The handle of a properly tempered knife is soft enough to drill for the wooden grips, the edge tough enough to take and retain a sharp edge, and the whole blade supple enough to bend with pressure. During the final grinding to an ideal shape and edge and polish, Carder often passes the blade across his polishing wheel just once, then immerses the knife in water, all in an effort to spare the temper of the cutting edge, a sharp line of steel one third as thick as a human hair.

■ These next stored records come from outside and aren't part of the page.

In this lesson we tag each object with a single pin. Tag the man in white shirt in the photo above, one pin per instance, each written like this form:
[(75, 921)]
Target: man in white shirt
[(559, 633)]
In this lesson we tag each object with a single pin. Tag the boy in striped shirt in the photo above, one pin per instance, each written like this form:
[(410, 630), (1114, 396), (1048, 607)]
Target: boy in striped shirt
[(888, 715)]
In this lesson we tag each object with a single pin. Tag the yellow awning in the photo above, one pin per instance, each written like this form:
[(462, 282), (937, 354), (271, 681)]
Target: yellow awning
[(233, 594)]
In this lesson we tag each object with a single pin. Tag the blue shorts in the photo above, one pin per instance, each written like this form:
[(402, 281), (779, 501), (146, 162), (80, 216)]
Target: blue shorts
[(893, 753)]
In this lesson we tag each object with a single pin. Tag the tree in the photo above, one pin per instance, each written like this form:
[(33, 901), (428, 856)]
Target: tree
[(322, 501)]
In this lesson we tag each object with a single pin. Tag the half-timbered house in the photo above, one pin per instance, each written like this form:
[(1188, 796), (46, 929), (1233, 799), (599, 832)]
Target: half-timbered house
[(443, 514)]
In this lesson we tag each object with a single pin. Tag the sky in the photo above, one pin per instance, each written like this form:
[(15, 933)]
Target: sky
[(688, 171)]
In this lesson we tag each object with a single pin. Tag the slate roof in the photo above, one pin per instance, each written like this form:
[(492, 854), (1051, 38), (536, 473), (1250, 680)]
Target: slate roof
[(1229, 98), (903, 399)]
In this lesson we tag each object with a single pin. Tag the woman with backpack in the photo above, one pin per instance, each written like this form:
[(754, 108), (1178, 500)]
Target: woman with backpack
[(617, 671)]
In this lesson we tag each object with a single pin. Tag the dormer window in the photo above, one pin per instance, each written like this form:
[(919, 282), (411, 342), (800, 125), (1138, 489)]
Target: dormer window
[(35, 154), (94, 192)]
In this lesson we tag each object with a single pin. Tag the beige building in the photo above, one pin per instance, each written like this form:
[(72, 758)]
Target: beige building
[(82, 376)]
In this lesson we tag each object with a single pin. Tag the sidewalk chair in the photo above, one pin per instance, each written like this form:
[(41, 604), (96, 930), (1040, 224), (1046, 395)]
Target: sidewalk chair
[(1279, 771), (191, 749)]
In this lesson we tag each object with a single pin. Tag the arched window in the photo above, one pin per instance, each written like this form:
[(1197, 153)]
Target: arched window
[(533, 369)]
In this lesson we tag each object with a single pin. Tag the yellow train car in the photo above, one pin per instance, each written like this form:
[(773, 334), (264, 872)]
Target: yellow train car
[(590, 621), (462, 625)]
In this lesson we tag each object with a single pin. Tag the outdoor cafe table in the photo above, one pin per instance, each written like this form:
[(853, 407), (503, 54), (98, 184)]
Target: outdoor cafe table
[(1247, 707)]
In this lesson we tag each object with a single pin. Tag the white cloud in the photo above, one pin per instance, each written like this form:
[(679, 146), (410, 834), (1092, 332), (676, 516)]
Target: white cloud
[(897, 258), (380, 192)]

This past spring Carder displayed his knives at the Oregon Knife Show, a presentation of the Oregon Knife Collectors Assn. Out of 250 tables given over to knife collections and knife-making demonstrations and the wares of the best custom knife-makers in the West, only Carder displayed custom-made kitchen knives. He looked small and out of place, and his knives looked plain and underfinished next to some of the mirror-bright art pieces made for display on velvet, not to be worn on the hip. He sold five knives, hardly worth the trip and the bother.

“I’m making and selling tools,” Carder says, “not fulfilling some kind of fantasy or need. My place is not among knife collectors, I can see that, but out among the people, at street fairs and craft shows.” Carder’s summer, as it has been for many years, will be one of traveling from fair to fair, like a modern tinker, showing his wares, sharpening knives and scissors, living a simple life.